University of Texas Southwestern Medical Center Dallas, Texas, United States
Background/Case Studies: Determination of red cell antibody titers during pregnancy in patients with a positive antibody screen provides valuable information in the diagnosis and management of hemolytic disease of the fetus and newborn (HDFN). Historically, titers have been performed in test tube with manual pipetting and subjective interpretation of results. This can lead to both intra- and inter-observer variability in the reporting of results. Generally, antibody titers of 16 or greater or an increase of greater than one dilution between visits suggest an increased risk of HDFN. Many institutions consider the presence of maternal anti-K1 a potential risk for HDFN, regardless of the titer. With the advent of automated gel methodology in blood bank testing, multiple vendors have received FDA approval to perform antibody titers in gel. This can significantly reduce the subjectivity of interpreting and reporting results. However, because of the increased sensitivity of performing titers in gel versus test tube, the titer results currently used in diagnosis management of HDFN may need to be adjusted.

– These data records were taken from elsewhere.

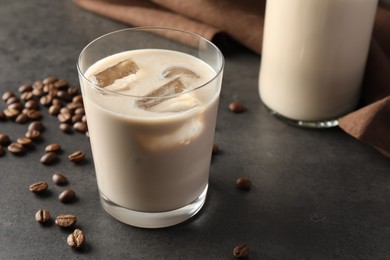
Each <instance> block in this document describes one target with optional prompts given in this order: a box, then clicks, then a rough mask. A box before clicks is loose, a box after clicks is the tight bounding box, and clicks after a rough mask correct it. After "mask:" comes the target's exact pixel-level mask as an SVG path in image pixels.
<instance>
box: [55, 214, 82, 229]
mask: <svg viewBox="0 0 390 260" xmlns="http://www.w3.org/2000/svg"><path fill="white" fill-rule="evenodd" d="M76 222H77V218H76V216H75V215H71V214H69V215H59V216H58V217H57V218H56V220H55V223H56V225H57V226H59V227H62V228H69V227H73V226H74V225H76Z"/></svg>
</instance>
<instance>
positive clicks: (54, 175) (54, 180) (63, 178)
mask: <svg viewBox="0 0 390 260" xmlns="http://www.w3.org/2000/svg"><path fill="white" fill-rule="evenodd" d="M52 180H53V182H54V183H55V184H57V185H60V186H62V185H66V184H68V179H67V178H66V177H65V175H63V174H62V173H60V172H56V173H54V174H53V176H52Z"/></svg>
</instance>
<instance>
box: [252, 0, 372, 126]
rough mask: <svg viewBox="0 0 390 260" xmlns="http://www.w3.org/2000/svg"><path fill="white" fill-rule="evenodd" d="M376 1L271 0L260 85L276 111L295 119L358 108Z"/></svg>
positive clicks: (332, 113) (335, 0) (303, 118)
mask: <svg viewBox="0 0 390 260" xmlns="http://www.w3.org/2000/svg"><path fill="white" fill-rule="evenodd" d="M376 6H377V0H288V1H286V0H270V1H267V6H266V16H265V31H264V41H263V52H262V57H261V68H260V78H259V89H260V96H261V99H262V101H263V102H264V104H265V105H266V106H268V107H269V108H270V109H271V110H274V111H275V112H277V113H279V114H281V115H283V116H285V117H287V118H290V119H294V120H302V121H320V120H328V119H336V118H337V117H339V116H341V115H344V114H346V113H347V112H350V111H351V110H353V109H354V108H355V106H356V104H357V102H358V100H359V95H360V85H361V81H362V76H363V71H364V67H365V62H366V57H367V53H368V48H369V44H370V36H371V32H372V27H373V21H374V16H375V11H376Z"/></svg>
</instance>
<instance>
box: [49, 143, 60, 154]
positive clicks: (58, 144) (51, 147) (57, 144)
mask: <svg viewBox="0 0 390 260" xmlns="http://www.w3.org/2000/svg"><path fill="white" fill-rule="evenodd" d="M59 151H61V145H59V144H49V145H47V146H46V147H45V152H46V153H49V152H54V153H56V152H59Z"/></svg>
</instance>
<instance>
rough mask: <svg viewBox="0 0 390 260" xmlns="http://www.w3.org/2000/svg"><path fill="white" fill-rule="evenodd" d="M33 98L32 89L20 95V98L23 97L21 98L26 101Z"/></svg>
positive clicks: (20, 98)
mask: <svg viewBox="0 0 390 260" xmlns="http://www.w3.org/2000/svg"><path fill="white" fill-rule="evenodd" d="M33 98H34V94H33V92H32V91H29V92H23V93H22V94H21V95H20V99H21V100H25V101H28V100H32V99H33Z"/></svg>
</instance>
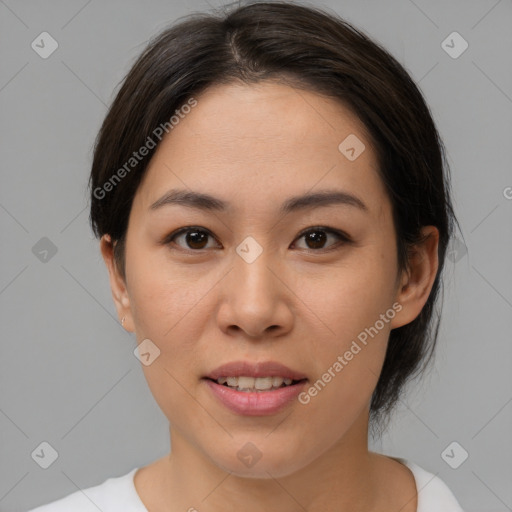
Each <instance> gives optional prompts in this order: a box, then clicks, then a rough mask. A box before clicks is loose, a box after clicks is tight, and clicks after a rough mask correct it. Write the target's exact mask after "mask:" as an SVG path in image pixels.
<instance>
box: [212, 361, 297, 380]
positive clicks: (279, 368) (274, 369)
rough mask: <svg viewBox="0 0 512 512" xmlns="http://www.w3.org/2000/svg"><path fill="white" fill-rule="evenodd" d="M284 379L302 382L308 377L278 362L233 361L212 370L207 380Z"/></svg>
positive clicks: (217, 367)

We report our experience in validating automated gel testing for red cell antibody titers with a planned implementation in June 2025.
Study
Design/Methods: 75 unique samples with known red cell antibodies were evaluated by both standard test tube methodology and the Bio-Rad IH-500 (Hercules, CA) automated gel platform. The titers of both methodologies were then compared with each other. The following antibodies were evaluated: anti-D, anti-C, anti-c, anti-E, anti-e, anti-K1, anti-Fya, anti-Jka, anti-Jkb, Anti-S, anti-s, Anti-M, Anti-N, anti-U and anti-Lua. All cells tested were homozygous for the corresponding antigen except for K1. Only heterozygous (K1, K2) cells were available for anti-K1 testing.
Results/Findings: With the exception of anti-K1, titer results for all red cell antibodies tested in gel were, on average, two dilutions higher than titers in test tube. Titers of anti-K1 were, on average, one dilution higher in gel versus test tube.
Conclusions: As expected, red cell antibody titers performed in gel were detected at higher dilutions as compared to titers performed in test tube. Using the current accepted titer reference range of 16 or higher for managing potential HDFN, testing in gel could result in unnecessary clinical intervention. A decision has been made at our institution to continue with the current reporting range for six to twelve months. Clinical correlation with the reported titers will then be assessed, and if indicated, the titer reference range for diagnosing possible HDFN can then be adjusted accordingly.